One consistent message throughout the workshop was the important distinction between “policy for science” and “science for policy.” Policy for science mostly refers to the federal budget process and the allocation of federal funds to scientific research and development. Science for policy, on the other hand, is the process whereby scientists communicate science to policymakers to inform policy-making. During the CASE workshop, my cohort first learned about policy for science, mainly focusing on the many challenges of the federal budget process, and how these challenges impact science. One particularly striking issue we were exposed to concerned the balance, or perhaps more fittingly, the imbalance, between mandatory and discretionary spending in the US federal budget. Mandatory spending, comprised of entitlement programs like Medicare, Medicaid, and Social Security, makes up about two thirds of the circa $4.1 trillion US federal budget. Discretionary spending on the other hand, makes up only a third of the federal budget. Because there is bipartisan opposition to cutting entitlement programs, when the budget needs to be trimmed, cuts are made to the non-defense discretionary budget, which is already a fairly small slice of the budgetary pie. Unfortunately, this is the category in funding for scientific organizations like NSF, NASA, and the EPA fall, making those programs vulnerable to budget cuts when their activities are not deemed “necessary” spending. For me, learning about this aspect of the federal budget process brought into perspective the overarching challenges of continued federal science funding, and made it clear that effective advocacy for science is critical.

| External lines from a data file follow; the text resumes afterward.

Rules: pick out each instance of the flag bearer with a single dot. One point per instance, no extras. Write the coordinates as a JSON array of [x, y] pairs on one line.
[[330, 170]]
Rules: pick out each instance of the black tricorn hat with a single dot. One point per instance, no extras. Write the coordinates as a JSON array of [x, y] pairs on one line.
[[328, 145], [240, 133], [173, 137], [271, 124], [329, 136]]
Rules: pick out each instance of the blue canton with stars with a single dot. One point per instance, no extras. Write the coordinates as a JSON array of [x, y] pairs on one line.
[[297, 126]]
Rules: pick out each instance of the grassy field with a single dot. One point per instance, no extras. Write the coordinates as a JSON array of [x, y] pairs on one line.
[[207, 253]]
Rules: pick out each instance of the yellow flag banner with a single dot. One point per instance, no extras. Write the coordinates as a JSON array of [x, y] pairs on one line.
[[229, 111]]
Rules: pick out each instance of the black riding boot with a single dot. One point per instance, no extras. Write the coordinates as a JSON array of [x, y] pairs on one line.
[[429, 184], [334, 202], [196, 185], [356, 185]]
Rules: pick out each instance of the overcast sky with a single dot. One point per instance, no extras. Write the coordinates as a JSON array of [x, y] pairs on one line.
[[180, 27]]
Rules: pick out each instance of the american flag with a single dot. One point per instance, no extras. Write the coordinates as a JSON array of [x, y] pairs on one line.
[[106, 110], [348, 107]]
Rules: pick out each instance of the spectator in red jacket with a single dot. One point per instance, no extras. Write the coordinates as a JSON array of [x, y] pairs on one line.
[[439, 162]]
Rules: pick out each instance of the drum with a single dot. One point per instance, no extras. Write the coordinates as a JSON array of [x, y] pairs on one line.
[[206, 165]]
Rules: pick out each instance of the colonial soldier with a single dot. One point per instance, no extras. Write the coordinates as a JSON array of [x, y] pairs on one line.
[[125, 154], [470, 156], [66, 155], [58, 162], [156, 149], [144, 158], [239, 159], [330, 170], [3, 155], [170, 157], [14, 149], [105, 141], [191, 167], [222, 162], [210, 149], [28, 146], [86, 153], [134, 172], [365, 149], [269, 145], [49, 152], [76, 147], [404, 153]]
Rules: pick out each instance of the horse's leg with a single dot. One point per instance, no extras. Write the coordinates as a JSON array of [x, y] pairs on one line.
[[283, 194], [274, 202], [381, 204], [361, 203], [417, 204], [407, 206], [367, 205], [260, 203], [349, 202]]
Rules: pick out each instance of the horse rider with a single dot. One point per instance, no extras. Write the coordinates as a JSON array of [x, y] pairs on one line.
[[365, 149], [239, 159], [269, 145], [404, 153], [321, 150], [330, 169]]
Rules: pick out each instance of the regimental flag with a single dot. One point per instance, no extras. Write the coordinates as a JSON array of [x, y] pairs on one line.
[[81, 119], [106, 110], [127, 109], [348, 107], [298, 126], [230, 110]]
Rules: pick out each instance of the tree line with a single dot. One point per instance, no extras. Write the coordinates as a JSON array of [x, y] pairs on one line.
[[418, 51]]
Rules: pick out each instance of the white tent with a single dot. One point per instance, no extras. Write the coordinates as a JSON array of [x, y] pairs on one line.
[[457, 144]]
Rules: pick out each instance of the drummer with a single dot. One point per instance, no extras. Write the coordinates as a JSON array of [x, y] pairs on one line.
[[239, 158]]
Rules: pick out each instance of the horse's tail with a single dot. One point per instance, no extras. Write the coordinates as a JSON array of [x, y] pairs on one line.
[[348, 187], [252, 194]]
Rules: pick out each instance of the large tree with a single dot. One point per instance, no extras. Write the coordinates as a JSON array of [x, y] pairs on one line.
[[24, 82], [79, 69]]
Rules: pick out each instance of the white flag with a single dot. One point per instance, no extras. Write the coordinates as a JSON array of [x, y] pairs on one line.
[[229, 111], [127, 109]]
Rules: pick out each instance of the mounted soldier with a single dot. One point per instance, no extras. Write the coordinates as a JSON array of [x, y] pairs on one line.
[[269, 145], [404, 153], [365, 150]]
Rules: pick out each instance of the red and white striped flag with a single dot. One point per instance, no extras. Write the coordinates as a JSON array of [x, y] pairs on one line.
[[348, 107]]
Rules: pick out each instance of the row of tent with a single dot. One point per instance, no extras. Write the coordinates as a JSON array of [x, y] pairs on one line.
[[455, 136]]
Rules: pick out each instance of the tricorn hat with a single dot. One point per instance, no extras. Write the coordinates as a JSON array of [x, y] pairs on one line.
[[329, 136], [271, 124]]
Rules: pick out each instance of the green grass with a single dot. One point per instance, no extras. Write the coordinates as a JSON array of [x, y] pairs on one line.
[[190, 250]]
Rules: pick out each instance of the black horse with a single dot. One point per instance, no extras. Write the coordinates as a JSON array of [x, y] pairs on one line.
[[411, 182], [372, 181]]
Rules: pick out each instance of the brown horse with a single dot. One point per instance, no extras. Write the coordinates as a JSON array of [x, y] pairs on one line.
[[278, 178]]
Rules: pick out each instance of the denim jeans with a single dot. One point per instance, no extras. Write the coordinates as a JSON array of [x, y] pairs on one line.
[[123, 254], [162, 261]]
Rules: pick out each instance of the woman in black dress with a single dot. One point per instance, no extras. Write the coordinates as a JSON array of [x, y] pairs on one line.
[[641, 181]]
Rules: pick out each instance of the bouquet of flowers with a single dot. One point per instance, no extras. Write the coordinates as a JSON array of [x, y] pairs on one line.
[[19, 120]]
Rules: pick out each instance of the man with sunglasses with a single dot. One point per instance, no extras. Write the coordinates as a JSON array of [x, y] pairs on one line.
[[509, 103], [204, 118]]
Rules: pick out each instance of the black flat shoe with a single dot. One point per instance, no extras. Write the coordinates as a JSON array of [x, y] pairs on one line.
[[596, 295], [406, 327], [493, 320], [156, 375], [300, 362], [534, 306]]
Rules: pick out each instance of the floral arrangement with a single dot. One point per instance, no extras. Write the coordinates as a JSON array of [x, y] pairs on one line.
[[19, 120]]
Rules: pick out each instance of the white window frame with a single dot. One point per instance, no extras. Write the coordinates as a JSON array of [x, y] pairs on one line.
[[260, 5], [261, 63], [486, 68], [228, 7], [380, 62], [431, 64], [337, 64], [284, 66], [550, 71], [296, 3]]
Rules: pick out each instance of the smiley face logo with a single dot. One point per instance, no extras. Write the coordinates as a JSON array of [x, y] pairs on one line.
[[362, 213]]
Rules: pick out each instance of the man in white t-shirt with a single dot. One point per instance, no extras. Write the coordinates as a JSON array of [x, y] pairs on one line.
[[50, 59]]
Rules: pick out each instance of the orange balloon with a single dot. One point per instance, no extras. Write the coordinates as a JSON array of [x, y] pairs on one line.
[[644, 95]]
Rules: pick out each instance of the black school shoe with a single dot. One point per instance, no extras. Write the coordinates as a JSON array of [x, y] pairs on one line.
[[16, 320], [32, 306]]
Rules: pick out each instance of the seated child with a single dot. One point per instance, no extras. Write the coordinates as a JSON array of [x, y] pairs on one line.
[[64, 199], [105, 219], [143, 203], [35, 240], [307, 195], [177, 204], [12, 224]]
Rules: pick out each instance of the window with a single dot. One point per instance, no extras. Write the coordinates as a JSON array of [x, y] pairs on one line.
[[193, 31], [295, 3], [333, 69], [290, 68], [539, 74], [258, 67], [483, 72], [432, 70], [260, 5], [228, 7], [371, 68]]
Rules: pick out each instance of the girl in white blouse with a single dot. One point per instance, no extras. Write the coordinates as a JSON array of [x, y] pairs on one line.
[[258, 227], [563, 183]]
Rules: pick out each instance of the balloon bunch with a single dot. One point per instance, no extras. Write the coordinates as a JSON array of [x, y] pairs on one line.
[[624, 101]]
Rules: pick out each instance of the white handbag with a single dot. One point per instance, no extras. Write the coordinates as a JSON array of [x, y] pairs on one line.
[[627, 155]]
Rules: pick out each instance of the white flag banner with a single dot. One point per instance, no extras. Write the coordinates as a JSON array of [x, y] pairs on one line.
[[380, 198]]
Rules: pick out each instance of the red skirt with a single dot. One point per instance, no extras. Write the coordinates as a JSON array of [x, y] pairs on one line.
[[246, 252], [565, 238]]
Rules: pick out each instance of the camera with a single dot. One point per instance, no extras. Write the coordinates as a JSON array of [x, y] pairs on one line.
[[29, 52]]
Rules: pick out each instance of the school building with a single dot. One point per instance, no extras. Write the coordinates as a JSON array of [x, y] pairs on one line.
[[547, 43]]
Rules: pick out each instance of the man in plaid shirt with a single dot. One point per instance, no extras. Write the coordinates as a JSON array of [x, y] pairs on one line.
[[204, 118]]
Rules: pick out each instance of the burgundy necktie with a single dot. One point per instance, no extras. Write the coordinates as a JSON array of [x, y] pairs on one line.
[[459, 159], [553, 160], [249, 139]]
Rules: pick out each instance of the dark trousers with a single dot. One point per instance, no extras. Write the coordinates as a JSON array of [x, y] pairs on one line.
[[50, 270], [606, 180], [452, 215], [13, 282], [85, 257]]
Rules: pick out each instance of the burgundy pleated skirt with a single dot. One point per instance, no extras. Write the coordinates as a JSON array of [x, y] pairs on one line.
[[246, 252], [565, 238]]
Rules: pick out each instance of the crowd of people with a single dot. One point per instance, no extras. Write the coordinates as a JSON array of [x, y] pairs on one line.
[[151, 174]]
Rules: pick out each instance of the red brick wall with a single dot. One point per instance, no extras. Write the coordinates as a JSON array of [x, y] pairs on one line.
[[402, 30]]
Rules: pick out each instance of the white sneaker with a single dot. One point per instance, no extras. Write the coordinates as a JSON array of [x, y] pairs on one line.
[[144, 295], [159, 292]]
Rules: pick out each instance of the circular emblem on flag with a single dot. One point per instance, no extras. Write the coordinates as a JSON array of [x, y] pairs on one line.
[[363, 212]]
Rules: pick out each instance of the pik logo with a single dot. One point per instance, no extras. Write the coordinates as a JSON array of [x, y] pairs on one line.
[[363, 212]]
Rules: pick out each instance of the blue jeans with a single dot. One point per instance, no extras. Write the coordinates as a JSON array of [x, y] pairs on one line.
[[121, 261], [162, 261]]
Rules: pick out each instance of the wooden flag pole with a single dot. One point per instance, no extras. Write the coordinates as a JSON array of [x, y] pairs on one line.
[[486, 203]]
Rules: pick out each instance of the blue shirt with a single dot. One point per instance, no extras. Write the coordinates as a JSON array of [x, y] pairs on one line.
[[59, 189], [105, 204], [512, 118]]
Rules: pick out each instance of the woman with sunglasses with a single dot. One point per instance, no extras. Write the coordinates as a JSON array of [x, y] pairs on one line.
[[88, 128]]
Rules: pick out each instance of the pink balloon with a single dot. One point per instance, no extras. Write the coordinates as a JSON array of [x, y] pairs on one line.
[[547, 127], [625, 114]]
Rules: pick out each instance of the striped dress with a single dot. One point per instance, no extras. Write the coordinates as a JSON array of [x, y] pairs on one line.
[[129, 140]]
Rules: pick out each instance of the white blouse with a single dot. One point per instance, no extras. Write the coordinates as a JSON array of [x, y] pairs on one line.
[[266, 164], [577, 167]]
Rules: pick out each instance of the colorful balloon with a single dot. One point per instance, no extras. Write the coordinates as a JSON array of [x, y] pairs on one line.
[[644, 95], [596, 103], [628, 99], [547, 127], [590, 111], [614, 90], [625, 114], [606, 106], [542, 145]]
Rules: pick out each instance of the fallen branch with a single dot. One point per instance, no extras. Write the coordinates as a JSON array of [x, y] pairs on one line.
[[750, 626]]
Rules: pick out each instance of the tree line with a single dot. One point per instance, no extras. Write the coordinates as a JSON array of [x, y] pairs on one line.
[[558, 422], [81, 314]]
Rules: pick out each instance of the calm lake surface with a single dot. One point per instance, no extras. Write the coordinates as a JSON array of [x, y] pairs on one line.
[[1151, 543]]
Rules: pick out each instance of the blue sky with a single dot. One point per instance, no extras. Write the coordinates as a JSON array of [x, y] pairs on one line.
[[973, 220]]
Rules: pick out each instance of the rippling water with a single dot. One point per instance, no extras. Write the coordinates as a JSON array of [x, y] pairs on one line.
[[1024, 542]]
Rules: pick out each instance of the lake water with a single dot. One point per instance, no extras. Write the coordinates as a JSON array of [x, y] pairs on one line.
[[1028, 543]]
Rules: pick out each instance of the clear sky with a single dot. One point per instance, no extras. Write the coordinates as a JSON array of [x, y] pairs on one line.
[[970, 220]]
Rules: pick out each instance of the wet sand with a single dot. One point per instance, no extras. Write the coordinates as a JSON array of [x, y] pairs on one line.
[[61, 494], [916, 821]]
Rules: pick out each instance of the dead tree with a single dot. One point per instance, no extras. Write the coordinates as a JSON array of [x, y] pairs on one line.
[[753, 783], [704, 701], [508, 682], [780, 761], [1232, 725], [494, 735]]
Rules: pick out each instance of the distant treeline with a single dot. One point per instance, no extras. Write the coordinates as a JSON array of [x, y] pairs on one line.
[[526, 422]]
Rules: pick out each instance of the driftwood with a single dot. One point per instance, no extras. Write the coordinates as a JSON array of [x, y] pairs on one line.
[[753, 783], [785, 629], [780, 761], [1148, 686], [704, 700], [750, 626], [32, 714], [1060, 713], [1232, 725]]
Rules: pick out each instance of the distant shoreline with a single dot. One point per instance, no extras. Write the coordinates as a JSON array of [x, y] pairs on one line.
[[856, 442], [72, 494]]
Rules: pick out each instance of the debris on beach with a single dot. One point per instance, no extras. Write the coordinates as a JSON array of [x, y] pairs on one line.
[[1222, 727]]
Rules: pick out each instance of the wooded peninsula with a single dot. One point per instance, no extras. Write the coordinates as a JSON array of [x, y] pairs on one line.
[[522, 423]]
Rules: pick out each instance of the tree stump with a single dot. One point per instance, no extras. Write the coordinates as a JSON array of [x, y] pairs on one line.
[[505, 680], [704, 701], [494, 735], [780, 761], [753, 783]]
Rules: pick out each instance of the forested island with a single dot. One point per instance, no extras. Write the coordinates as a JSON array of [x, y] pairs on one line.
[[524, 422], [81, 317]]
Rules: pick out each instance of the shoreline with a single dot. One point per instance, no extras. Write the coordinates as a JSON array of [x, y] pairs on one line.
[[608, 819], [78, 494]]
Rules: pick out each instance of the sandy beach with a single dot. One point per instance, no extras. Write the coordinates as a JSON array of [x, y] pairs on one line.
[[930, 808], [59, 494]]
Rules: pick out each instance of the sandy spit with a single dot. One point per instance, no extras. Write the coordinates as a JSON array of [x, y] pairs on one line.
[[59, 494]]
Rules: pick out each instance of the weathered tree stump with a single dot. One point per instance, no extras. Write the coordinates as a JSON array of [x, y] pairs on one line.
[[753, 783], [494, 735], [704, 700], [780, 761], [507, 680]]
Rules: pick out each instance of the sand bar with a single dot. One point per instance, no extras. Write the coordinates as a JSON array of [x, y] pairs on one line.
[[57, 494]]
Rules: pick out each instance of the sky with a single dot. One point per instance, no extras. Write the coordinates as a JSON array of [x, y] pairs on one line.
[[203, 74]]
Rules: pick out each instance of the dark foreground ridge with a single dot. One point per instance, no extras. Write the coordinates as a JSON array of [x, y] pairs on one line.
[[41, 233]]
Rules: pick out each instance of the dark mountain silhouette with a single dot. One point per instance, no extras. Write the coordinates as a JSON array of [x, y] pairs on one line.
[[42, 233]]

After learning about the intricacies of policy for science, we turned our focus science for policy, and how to become more effective science communicators. According to many of the science policy officials we met with in Washington, scientists often miss out on valuable opportunities to effectively communicate their science for policy because their messages often misalign with the needs of policymakers. This misalignment often results from fundamental differences in what information science and policy spheres incorporate into their decision making processes. Policymakers often make decisions based on big‐picture, culturally‐based value systems, while, in contrast, scientists typically make decisions based on highly specific, data‐based evidence. Scientists can more effectively communicate with policymakers by 1) recognizing this communication barrier exists, and 2) incorporating storytelling and discussions of the applications and benefits of their research to addressing broader societal issues. Science is only one small piece of the decision making process, but by aligning research to economic, environmental, and societal outcomes, we can better advocate for incorporation of science into policymaking. On Hill Visit Day, the last day of the CASE workshop, my cohort members and I had the incredible opportunity to visit the Hill and advocate for scientific research with Congressional members and their staffers. With the help of the AAAS staff and our Hill guide, Heather Bené (staff member at CU’s Office of Government Relations), we had the opportunity to practice communicating our science and advocating for the incorporation of basic and applied scientific research into policymaking.
I am tremendously thankful to the University of Colorado Center for Science and Technology Policy Research (CSTPR), the Center for STEM Learning, and Graduate School for sponsoring my participation in the CASE workshop and look forward to incorporating science policy in my future career.